Después el anciano se dio la vuelta, se acercó cojeando hasta la ventana, mirando el borroso perfil de las nubes lejanas y la textura de los inmensos bosques que lo rodeaban. La puerta se abrió de nuevo, y una pareja de hombres corpulentos cubiertos de malla y cuero, uno de ellos portando un hachón más grande que el anciano, y el otro con una larga espada, aparecieron, obligándose a agacharse para pasar por la puerta.

Contemplaron unos instantes al anciano, y, mostrando su aplomo, el hombre se acercó lentamente hacia ellos.

- Buenas noches, caballeros – Dijo con tono calmado, sin alterarse. A su espalda, solamente una vela continuaba titilando suavemente - ¿Puedo saber a qué se debe su visita?

Uno de los hombres escupió al suelo y, con una mueca brutal en un rostro tuerto, con varias cicatrices por la cara y la mitad de sus dientes partidos, se acercó al hombre.
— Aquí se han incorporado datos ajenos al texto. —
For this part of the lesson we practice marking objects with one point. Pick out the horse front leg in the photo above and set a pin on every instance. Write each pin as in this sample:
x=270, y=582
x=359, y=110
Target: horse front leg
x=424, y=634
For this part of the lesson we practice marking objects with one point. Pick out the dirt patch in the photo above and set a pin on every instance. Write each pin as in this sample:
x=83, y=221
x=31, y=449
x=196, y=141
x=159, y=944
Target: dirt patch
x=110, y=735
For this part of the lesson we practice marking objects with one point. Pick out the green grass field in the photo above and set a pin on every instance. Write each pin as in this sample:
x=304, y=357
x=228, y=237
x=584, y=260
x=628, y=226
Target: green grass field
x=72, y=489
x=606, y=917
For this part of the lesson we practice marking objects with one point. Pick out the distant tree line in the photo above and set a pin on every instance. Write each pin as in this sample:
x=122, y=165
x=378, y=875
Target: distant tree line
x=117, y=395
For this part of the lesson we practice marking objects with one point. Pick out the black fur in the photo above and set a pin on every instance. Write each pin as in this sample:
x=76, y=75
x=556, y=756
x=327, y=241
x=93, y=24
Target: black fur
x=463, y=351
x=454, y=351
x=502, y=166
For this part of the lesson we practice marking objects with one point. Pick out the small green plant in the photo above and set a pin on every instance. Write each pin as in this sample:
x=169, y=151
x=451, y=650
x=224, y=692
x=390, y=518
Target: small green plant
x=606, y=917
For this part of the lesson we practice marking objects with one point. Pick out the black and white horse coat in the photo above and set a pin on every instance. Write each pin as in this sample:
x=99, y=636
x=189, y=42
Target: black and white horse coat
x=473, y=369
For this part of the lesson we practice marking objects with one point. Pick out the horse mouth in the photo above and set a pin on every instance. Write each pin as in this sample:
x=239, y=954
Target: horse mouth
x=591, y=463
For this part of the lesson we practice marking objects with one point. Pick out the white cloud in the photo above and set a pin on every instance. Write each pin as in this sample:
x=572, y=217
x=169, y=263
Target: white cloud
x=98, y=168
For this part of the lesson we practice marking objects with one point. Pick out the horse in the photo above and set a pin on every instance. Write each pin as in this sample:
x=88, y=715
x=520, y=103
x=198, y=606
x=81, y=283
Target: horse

Por sus túnicas y su habitación, era el señor de la torre, aunque por su aspecto pareciese un anciano copista más, lo que provocaba confusión en su ruda mente.

- Si - Contestó sin llegar a ser preguntado, dándose la vuelta y avanzando hacia el escritorio, dejándolos a su espalda – Soy yo el que mató a aquel buen amigo de vuestro señor, hace tantos años – Concretó, ante el rostro sorprendido de los dos hombres, que se miraron - ¿A qué esperan? – Instó.

El que portaba la espada se encogió de hombros y, con sonrisa estúpida, se acercó al hombre, tiró su espada al suelo y desenfundó de su cinturón un pequeño cuchillo afilado.

El hombre hizo un corte en su cuello, lo bastante profundo para que empezase a sangrar, y el hombre trató de arrastrarse y alcanzar la ventana, trastabillando y apoyándose sobre la silla. A lo lejos, un brutal trueno golpeó la campiña, y segundos después un rayo atravesó el cielo. El anciano cayó sobre la mesa, y estirando la mano, agarró la pequeña vela. La vida se escapaba por fin de su cuerpo marchito y, ante la mirada sorprendida de los dos hombres de armas que acababan de arrebatarle la vida, la agarró con firmeza y, presionando con el pulgar y el índice, apagó la última llama titilante, al tiempo que otra llamaba abandonaba su corazón y, aflojando la presión de sus piernas, cayó al suelo.

Sobre la mesa, podía verse la hoja final de sus memorias, ya terminadas, sellada y lacrada con un pequeño círculo de la ardiente cera de esa última vela que ardió en la sala.